Die FTD ätzt: "Für die Pharmaindustrie zerschlagen sich damit Hoffnungen, dass die EU die Tür öffnet für eine solche Werbung. Für die USA - dort ist die Werbung für verschreibungspflichtige Medikamente erlaubt - zeigen viele Studien, dass der Verkauf mit der Werbung für ein Produkt stark steigt..."

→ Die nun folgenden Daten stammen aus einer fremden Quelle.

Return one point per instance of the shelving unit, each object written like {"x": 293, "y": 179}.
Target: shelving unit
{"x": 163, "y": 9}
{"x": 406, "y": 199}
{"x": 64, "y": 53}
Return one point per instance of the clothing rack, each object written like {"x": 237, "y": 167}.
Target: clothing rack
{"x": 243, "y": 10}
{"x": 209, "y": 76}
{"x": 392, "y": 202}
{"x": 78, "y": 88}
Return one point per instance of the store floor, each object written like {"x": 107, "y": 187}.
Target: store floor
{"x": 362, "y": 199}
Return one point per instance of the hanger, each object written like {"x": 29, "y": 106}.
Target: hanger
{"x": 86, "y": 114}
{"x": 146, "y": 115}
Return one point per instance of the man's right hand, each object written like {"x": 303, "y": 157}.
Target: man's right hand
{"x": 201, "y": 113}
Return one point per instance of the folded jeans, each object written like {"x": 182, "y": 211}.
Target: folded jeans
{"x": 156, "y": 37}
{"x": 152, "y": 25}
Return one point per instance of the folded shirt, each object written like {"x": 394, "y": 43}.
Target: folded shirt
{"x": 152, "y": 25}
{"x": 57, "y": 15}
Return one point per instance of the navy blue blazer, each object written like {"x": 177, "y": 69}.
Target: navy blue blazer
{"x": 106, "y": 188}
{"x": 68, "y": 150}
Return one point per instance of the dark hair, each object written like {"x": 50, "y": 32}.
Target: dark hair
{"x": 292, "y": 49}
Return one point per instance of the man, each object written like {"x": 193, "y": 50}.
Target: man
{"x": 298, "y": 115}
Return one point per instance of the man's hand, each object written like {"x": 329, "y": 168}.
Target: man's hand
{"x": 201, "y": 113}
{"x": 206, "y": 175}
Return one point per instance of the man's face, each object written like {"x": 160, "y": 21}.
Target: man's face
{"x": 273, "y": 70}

vfa-Hauptgeschäftsführerin Birgit Fischer werden die neuen Vorschläge vielleicht entgegen kommen, so betonte sie in einem Interview mit dem PM-Report (erschienen im PM-Report 8/11): "Die Beipackzettel sind es mit Sicherheit nicht, die den Patienten schlauer machen. Von daher braucht man wohl mehr Informationen. Aber man benötigt gleichzeitig auch klare Kriterien zur Bewertung der Informationen. Es kann nicht um Werbung gehen. Dass es mehr Informationen für den Patienten geben muss, davon bin ich fest überzeugt. Das Wissen ist ja nicht mehr nur beim Arzt oder Apotheker angesiedelt, sondern wir leben mittlerweile in einem Zeitalter des selbstbestimmten Patienten. Wir haben durch unsere Zusammenarbeit mit Selbsthilfegruppen erfahren, dass Patienten häufig Experten in eigener Sache sind. Es gibt Fachwissen auf der einen Seite und originäres Patientenwissen auf der anderen Seite. Nur wenn wir beides zusammenführen, wird es eine optimale Lösung geben."

Die überarbeiteten Vorschläge werden nun sowohl im Europäischen Parlament als auch im Rat erörtert. Werden die Vorschläge angenommen, muss die Richtlinie in nationales Recht umgesetzt werden.